Wednesday, February 6, 2013

Mark von Schlegell - Mercury Station (2009)

If nothing else, this was a very unique book. It is equidistantly divided between comical hard sci-fi and fantasy, almost like Philip K. Dick meets Cormac McCarthy. The narrative is quite fragmented, convoluted at times even, which was it's biggest problem for me. Time is distorted, characters take parallel roles within other characters, the chapters jump back and forth between events and eras with little or no exposition. Although this style seems appropriate given the technicalities of the plot, the characters and epochs get sucked into a vortex and everything converges towards the end and I think there could have been some more literal explanations of just what the fuck is going on. Like, an additional 200 pages, more, but then again it might have been heavy-handed and too much. I can't help but think of the line in Adaptation when Nicolas Cage asks his fictional twin brother just how he plans to write/shoot his screenplay which has 3 characters who are all actually one, so I guess I have to give the author here some props for tackling such a difficult and complex task.

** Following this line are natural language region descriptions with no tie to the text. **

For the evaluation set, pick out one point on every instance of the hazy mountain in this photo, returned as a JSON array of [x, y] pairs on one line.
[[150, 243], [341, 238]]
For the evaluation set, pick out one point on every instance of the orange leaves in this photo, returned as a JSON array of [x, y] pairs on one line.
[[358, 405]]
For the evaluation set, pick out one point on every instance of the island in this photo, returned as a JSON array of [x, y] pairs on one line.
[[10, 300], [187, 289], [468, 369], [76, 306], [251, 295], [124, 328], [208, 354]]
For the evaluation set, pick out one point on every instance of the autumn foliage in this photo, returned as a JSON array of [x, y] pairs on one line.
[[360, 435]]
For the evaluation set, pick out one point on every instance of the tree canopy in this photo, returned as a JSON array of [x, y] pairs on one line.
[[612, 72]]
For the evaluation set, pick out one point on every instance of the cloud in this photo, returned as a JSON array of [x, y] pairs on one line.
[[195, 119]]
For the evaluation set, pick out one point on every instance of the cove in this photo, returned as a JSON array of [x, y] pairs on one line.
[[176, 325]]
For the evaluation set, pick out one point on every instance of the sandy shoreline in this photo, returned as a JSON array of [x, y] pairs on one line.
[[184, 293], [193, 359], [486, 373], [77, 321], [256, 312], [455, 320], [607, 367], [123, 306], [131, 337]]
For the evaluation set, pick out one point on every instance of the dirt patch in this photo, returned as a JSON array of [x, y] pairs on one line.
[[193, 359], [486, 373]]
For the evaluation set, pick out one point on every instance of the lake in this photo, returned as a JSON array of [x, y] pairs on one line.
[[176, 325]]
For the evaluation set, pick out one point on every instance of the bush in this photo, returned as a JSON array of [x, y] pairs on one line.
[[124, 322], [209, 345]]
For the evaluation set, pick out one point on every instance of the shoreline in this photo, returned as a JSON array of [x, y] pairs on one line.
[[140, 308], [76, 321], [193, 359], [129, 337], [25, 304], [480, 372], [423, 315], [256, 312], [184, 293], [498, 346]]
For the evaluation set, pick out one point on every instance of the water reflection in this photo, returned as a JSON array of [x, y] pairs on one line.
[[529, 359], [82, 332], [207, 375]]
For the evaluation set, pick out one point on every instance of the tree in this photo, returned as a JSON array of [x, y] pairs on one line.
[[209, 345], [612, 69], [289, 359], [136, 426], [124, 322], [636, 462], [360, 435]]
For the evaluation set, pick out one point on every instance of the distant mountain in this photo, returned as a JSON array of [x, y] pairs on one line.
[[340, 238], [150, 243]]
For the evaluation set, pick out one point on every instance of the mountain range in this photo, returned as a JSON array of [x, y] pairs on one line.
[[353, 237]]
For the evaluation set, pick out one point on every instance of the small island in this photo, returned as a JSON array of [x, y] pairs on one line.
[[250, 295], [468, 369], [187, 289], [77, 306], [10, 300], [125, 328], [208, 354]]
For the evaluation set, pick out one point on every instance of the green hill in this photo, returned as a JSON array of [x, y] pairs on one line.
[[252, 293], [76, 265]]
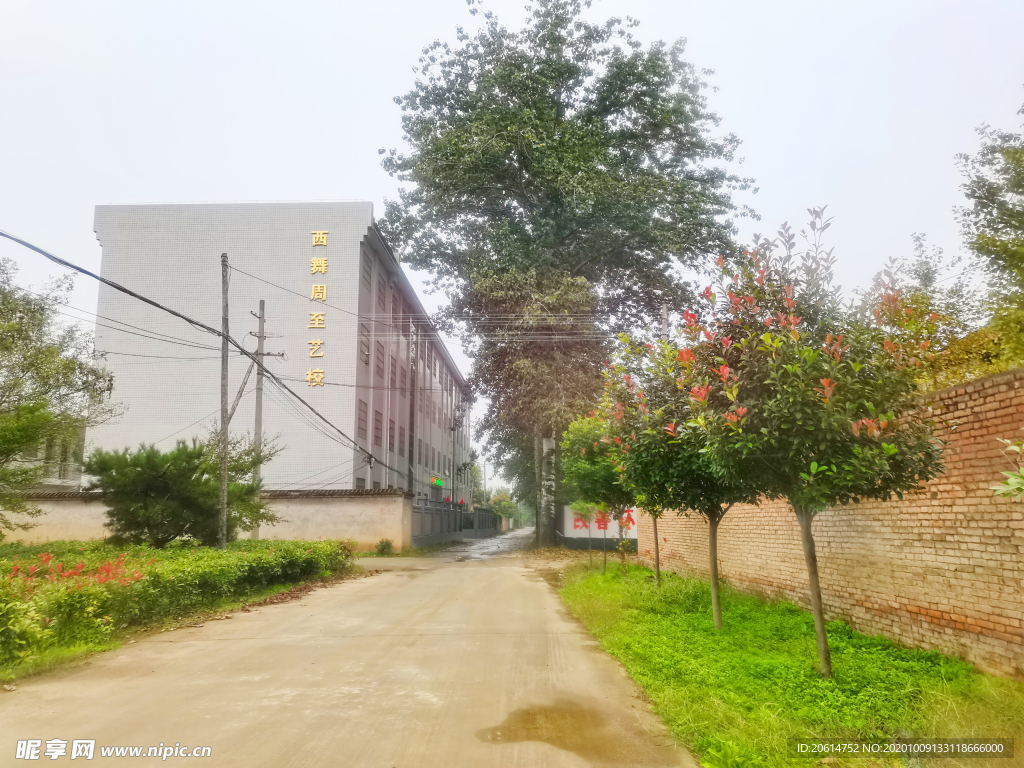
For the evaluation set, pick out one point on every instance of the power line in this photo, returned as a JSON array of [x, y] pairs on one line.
[[155, 335], [202, 327]]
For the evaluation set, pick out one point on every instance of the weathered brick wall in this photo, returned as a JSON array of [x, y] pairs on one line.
[[943, 568]]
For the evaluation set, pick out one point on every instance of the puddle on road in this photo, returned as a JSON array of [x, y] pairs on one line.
[[574, 728]]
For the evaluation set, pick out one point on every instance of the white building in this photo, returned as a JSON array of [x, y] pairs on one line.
[[356, 342]]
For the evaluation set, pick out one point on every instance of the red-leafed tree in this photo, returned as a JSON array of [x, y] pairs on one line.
[[795, 394]]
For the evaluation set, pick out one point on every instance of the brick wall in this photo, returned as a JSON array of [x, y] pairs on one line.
[[943, 568]]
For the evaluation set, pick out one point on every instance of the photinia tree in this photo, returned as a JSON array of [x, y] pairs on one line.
[[801, 396], [666, 457]]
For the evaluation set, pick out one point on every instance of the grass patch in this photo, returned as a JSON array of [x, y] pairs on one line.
[[753, 687], [62, 600], [412, 551]]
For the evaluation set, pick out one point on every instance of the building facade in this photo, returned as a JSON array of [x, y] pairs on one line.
[[352, 337]]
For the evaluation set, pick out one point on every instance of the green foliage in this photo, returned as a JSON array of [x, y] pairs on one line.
[[22, 429], [50, 388], [1013, 486], [923, 303], [560, 147], [591, 458], [557, 175], [104, 589], [797, 392], [728, 755], [748, 690], [157, 497], [993, 228]]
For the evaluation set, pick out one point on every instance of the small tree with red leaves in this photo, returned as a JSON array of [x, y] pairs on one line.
[[801, 396]]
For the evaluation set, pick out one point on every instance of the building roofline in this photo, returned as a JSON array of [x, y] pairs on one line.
[[377, 239]]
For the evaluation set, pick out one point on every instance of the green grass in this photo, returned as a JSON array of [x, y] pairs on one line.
[[413, 551], [753, 687], [61, 600]]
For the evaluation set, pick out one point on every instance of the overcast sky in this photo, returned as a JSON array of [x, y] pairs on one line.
[[861, 105]]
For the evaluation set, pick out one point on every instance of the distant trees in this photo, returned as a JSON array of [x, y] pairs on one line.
[[156, 497], [51, 387], [557, 176]]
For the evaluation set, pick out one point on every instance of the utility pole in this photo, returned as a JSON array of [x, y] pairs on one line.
[[254, 534], [222, 522]]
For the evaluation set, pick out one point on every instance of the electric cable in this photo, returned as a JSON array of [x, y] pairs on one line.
[[202, 327]]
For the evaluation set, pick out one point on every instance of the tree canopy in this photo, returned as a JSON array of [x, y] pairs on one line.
[[558, 177], [804, 396]]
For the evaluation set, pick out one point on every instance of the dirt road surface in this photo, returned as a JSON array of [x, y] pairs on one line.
[[466, 657]]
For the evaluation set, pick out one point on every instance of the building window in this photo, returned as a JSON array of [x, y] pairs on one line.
[[365, 344], [363, 420], [368, 273], [380, 360]]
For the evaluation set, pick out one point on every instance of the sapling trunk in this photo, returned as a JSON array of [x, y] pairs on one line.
[[657, 555], [590, 551], [716, 600], [806, 517]]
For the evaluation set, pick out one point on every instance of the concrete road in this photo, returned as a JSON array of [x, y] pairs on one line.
[[466, 658]]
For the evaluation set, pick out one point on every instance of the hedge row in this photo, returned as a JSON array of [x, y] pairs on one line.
[[77, 593]]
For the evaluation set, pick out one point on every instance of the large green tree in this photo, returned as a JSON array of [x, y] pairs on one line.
[[156, 497], [993, 225], [557, 153], [51, 387], [931, 302]]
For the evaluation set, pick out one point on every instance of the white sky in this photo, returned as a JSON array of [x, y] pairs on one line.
[[860, 105]]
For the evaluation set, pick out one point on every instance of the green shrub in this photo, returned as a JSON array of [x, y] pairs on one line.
[[157, 497], [44, 604]]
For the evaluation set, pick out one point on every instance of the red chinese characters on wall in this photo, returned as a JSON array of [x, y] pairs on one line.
[[628, 522]]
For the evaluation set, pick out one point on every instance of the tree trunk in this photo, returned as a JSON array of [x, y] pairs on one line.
[[657, 553], [548, 485], [539, 471], [716, 601], [806, 517], [590, 551]]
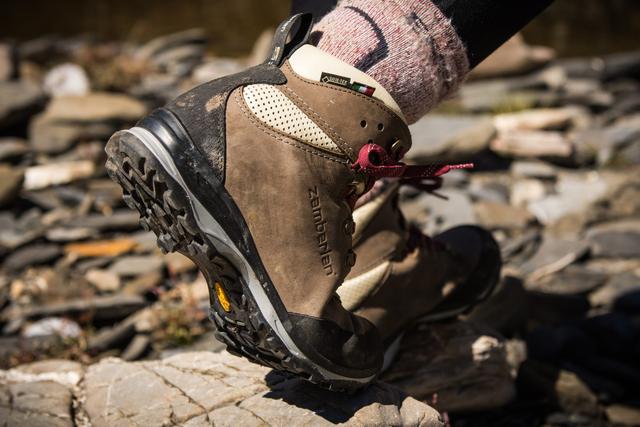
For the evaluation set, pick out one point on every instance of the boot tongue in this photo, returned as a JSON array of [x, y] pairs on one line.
[[314, 64]]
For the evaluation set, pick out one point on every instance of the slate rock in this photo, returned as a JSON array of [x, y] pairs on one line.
[[18, 101], [526, 191], [7, 62], [435, 215], [501, 215], [43, 176], [533, 169], [12, 148], [623, 414], [118, 220], [95, 107], [135, 265], [59, 326], [622, 291], [574, 280], [435, 360], [32, 255], [216, 388], [10, 183], [104, 280], [39, 403], [574, 193], [450, 138], [136, 348], [540, 119], [618, 239], [532, 144], [67, 80], [513, 57], [158, 45], [506, 310], [101, 308], [554, 255], [602, 144], [562, 387], [50, 136]]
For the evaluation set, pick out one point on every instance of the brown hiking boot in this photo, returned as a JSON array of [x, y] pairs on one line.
[[402, 275], [254, 177]]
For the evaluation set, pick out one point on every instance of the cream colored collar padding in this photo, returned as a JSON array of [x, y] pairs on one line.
[[310, 62]]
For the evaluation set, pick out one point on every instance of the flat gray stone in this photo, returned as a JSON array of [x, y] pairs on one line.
[[41, 403], [197, 389], [18, 101], [32, 255], [501, 215], [95, 107], [136, 265], [532, 144], [574, 193], [619, 239], [540, 119], [51, 136], [574, 280], [11, 148], [10, 183], [435, 361], [622, 291], [449, 138], [435, 215], [7, 61], [553, 255]]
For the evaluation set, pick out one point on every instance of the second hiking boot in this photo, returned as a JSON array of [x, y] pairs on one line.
[[254, 177], [403, 275]]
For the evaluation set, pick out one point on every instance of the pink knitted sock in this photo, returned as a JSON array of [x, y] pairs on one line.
[[408, 46]]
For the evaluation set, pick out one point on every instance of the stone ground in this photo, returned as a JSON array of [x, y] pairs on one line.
[[556, 145]]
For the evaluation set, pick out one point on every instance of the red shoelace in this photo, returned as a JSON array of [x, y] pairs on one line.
[[376, 163]]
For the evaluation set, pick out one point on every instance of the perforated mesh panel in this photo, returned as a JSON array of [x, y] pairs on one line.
[[274, 108]]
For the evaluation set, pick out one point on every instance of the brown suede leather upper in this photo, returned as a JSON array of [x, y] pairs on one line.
[[420, 278], [295, 205]]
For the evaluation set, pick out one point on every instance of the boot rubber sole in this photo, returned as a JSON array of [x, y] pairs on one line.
[[245, 317]]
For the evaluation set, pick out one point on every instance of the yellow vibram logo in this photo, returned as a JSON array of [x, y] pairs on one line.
[[222, 297]]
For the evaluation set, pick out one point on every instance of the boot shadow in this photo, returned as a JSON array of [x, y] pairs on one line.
[[335, 407]]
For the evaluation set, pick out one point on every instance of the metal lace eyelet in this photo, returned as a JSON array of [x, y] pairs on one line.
[[349, 227], [351, 258], [359, 183], [398, 149]]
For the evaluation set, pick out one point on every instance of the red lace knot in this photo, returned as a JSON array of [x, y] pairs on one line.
[[374, 161]]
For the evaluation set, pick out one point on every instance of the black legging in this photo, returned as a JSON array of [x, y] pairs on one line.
[[483, 25]]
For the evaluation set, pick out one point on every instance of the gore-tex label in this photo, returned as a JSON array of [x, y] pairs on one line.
[[335, 80]]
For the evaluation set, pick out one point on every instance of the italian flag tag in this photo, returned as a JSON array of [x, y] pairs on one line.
[[363, 89]]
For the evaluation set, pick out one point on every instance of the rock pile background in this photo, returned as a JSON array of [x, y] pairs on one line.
[[91, 312]]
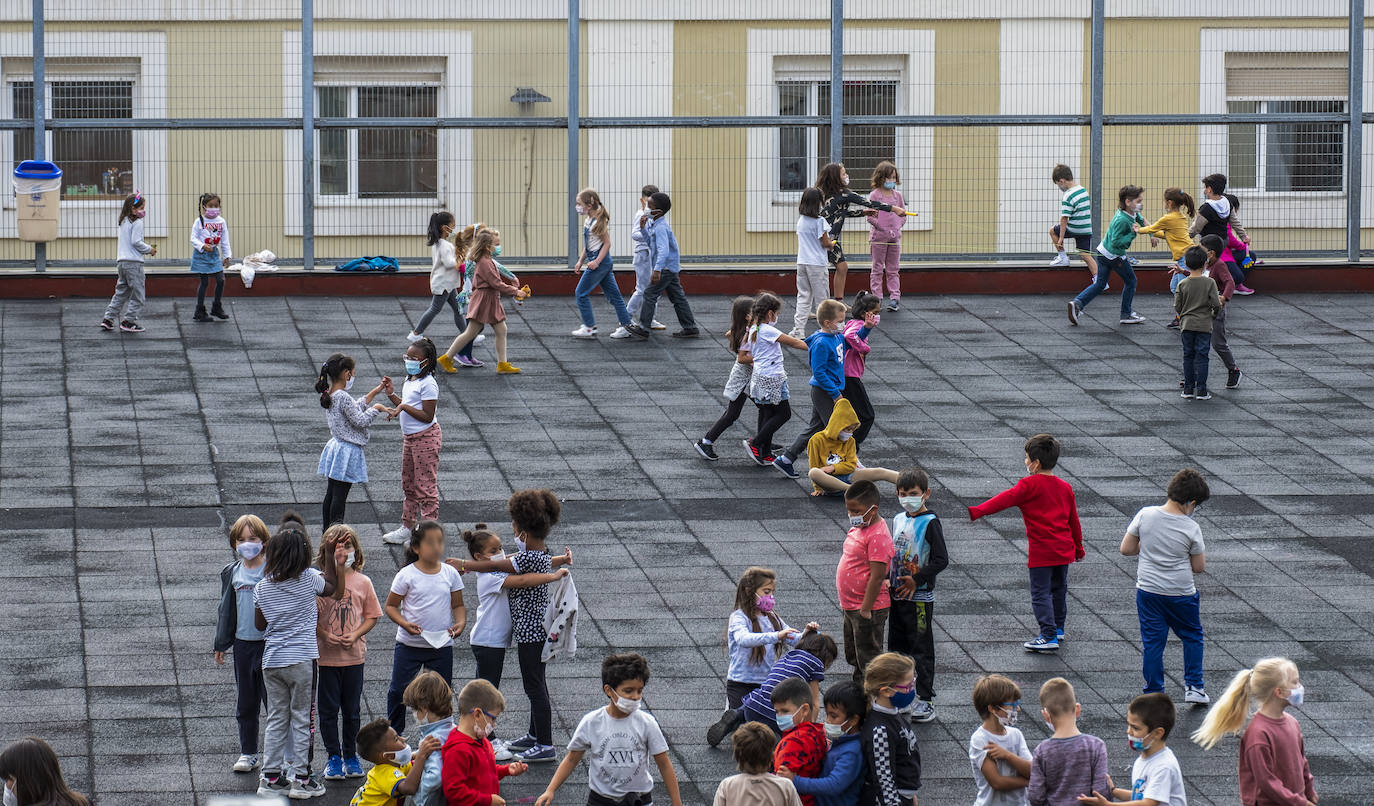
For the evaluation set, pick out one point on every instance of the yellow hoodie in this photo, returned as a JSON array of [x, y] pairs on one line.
[[827, 448]]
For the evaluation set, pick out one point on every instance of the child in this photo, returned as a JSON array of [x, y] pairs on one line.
[[426, 603], [919, 555], [753, 749], [643, 265], [1068, 764], [237, 630], [285, 610], [1053, 533], [485, 305], [1156, 779], [892, 773], [768, 382], [342, 462], [862, 574], [1113, 247], [665, 267], [833, 453], [827, 379], [396, 770], [618, 742], [996, 749], [737, 385], [421, 438], [128, 262], [210, 254], [599, 268], [1274, 764], [812, 275], [1075, 220], [470, 773], [885, 235]]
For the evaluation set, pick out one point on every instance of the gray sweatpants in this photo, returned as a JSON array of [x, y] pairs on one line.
[[289, 742]]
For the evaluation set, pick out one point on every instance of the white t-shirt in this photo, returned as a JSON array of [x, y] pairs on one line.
[[426, 600], [1167, 545], [1158, 777], [412, 394], [618, 751], [1011, 742], [808, 240]]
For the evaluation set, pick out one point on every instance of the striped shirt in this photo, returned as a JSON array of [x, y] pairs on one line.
[[1076, 206], [291, 615]]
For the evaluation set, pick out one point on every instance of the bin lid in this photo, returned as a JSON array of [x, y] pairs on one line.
[[37, 169]]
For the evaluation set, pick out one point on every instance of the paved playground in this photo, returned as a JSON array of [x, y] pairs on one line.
[[122, 456]]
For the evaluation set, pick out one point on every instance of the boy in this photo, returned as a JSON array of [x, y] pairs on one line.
[[803, 746], [1075, 220], [620, 739], [1053, 533], [396, 772], [1156, 779], [862, 574], [753, 746], [996, 749], [1068, 764], [1197, 305], [470, 775], [1169, 545], [826, 349], [919, 555], [833, 455], [665, 264]]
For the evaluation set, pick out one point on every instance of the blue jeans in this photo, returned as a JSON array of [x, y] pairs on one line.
[[1158, 615], [1105, 268]]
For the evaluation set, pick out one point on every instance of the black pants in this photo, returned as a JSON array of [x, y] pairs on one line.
[[911, 630], [341, 691], [335, 500], [248, 678], [536, 688]]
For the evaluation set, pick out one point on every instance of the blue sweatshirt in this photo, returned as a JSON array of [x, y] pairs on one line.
[[827, 361]]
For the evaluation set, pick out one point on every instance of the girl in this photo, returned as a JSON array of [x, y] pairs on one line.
[[235, 629], [885, 235], [599, 268], [210, 256], [833, 181], [485, 305], [421, 440], [1113, 247], [426, 603], [1274, 768], [739, 372], [863, 317], [128, 290], [32, 776], [768, 383], [341, 630], [342, 462], [285, 610]]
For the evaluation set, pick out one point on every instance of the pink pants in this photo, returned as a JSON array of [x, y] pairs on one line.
[[419, 474], [886, 258]]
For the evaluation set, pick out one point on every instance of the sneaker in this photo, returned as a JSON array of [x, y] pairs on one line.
[[724, 727]]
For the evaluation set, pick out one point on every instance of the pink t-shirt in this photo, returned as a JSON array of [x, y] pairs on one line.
[[340, 617], [863, 545]]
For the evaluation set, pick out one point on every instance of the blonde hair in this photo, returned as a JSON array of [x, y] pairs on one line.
[[1229, 714]]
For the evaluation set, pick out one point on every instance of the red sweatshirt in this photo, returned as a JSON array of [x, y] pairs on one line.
[[1274, 766], [803, 750], [470, 773], [1050, 515]]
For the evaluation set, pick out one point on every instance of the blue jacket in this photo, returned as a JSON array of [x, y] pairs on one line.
[[827, 361], [841, 775]]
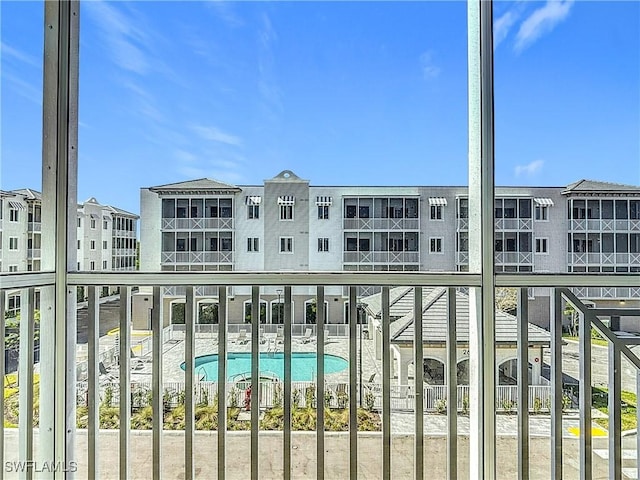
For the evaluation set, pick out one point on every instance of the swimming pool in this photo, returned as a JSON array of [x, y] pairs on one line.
[[303, 365]]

Outside of the narrative, it's really quite skillfully written, possessing some of the best prose I've yet to encounter in a work of science fiction. The dialogue remains witty throughout, at times quite funny as well, being how there is hardly any amicable regard between any two of the characters, mortal, machine, spirit, or beast, and the author has imbued every character with equally sarcastic and sharp-as-Muramasa-blade tongues, so you can see the possibilities for humor. There is also an encyclopedic amount of depth and detail in the worlds, both future and past. The languages and cultures all seem very realized and this is what makes the book enjoyable to read despite its back and forth leaps from one scenario to the next.